More importantly, it would open up the possibility of adding an index on :LeadCompanyContact(date), which would make WHERE c.date > latest_date perform an index lookup, as it is now there is no index usage for this match.

We can adjust the second match to reduce the possibility of excessive cardinality by moving the section of the pattern including :LeadcompanyTechnology into the WHERE clause, since you don't use b in any way in the rest of the query:

MATCH (d:Leadcompany)-[:contacted_to]->(c:LeadCompanyContact) 
WHERE (:LeadcompanyTechnology)<-[:working_on]-(d) AND c.date > latest_date AND d.LeadCompanyNam <> "NA"

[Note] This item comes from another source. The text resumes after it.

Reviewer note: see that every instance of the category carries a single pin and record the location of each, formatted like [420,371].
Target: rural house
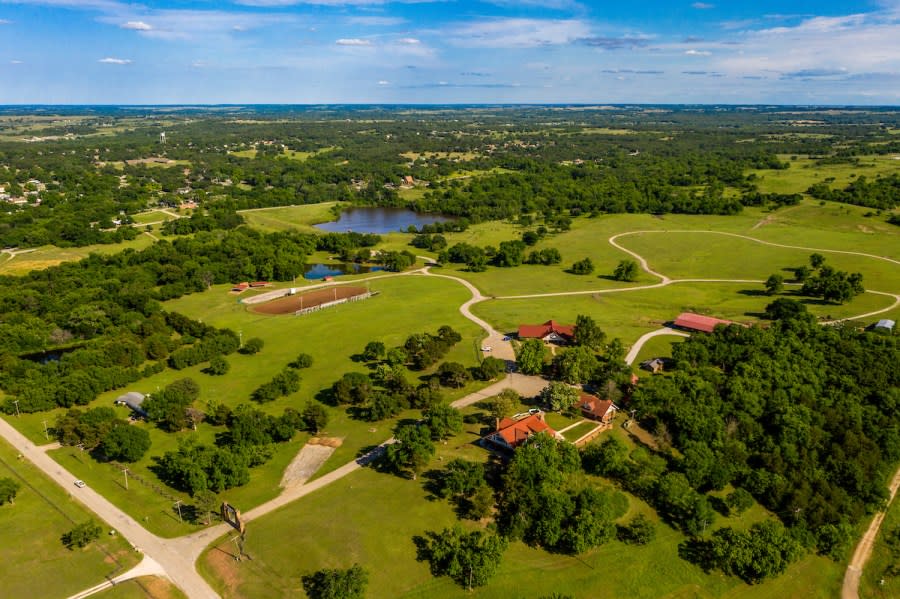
[698,322]
[511,433]
[133,400]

If this particular predicate (d.LeadCompanyNam <> "NA") is used often, you might consider applying an :NA node label to these nodes, and adjusting your predicate to WHERE NOT d:NA, as label checking is cheaper than filtering by property.

Lastly just a note that DISTINCT is a keyword applying to the entire row, it is not a function, so no need for parenthesis on usage.